A música antiga e relaxante que se ouve prepara-nos para o recordar do álbum de José Cid mais aclamado pela crítica: "10 000 anos depois entre Vénus e Marte". A ansiedade aumenta assim que entram cada vez mais fãs saudosistas da ‘mãe do rock português’ (isto se o Rui Veloso for o ‘pai’). Surpreendentemente, ou não, o público é transversal: lá de cima, onde o SAPO On The Hop esteve sentado, conseguiu-se ver carecas e cabeludos, novos e velhos, estilos extravagantes e estilos mais corriqueiros, e certamente jovens mais entusiastas com o disco do que com a carreira musical de José Cid.
Foram galáxias de gerações juntas para ouvir a luz interestelar de Cid com um sentido musical muito apurado, 10 000 depois.

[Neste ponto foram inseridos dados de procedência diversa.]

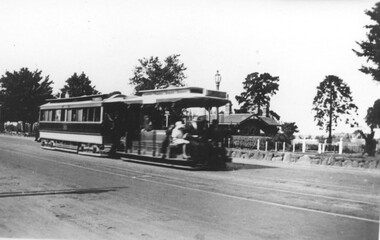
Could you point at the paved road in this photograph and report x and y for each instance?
(49, 194)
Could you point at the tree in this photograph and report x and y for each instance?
(373, 121)
(22, 93)
(152, 74)
(370, 47)
(78, 86)
(258, 89)
(333, 102)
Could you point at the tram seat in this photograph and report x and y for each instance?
(151, 141)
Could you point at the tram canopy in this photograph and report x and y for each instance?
(185, 97)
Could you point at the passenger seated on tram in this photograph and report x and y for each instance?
(178, 137)
(197, 137)
(148, 126)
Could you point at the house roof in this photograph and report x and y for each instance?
(241, 117)
(236, 118)
(270, 121)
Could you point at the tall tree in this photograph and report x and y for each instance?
(373, 121)
(22, 93)
(152, 74)
(78, 86)
(333, 102)
(370, 47)
(258, 89)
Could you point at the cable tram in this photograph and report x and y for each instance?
(168, 135)
(151, 127)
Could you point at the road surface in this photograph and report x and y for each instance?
(51, 194)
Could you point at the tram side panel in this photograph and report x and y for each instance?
(83, 133)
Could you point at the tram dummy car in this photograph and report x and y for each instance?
(137, 127)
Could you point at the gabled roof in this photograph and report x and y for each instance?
(270, 121)
(239, 118)
(236, 118)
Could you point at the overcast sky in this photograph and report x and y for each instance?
(301, 41)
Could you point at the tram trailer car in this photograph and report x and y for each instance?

Público heterogéneo para assistir a uma homogénea obra de arte de rock psicadélico, nem que seja pela aclamação generalizada (foi eleito um dos álbuns de rock progressivo do século passado pela Billboard). Ainda antes de começar o espetáculo, já se ouve refrãos trauteados pelos fãs mais afincados que não conseguem esperar pelo início do concerto, ou esperam ansiosamente.

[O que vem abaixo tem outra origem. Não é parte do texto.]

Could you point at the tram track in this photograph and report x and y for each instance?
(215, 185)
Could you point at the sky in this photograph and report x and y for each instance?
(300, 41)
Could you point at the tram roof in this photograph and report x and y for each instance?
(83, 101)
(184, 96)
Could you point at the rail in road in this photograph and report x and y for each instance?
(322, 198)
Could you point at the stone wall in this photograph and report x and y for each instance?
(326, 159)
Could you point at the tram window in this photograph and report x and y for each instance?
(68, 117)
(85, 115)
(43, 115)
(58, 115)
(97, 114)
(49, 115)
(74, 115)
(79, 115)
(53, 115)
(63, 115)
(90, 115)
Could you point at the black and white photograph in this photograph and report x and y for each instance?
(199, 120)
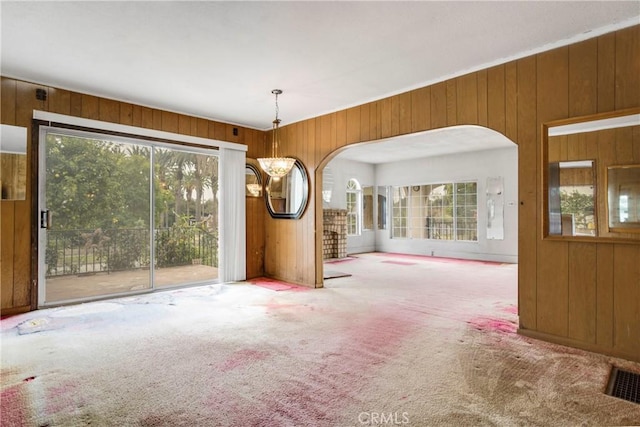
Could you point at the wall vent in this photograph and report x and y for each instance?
(624, 385)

Meia hora depois do previsto, e depois de o público chamar pela primeira vez por José Cid, o cantor português aparece finalmente. As luzes apagam-se e os aplausos multiplicam-se. Do nada, um fã grita: “Eu quero chorar!” Era só esperar mais um bocadinho. Cid dá as boas-vindas ao público – “Ainda bem que vieram” – e diz a palavra que mais repetiu durante toda a noite: “fantástico!”.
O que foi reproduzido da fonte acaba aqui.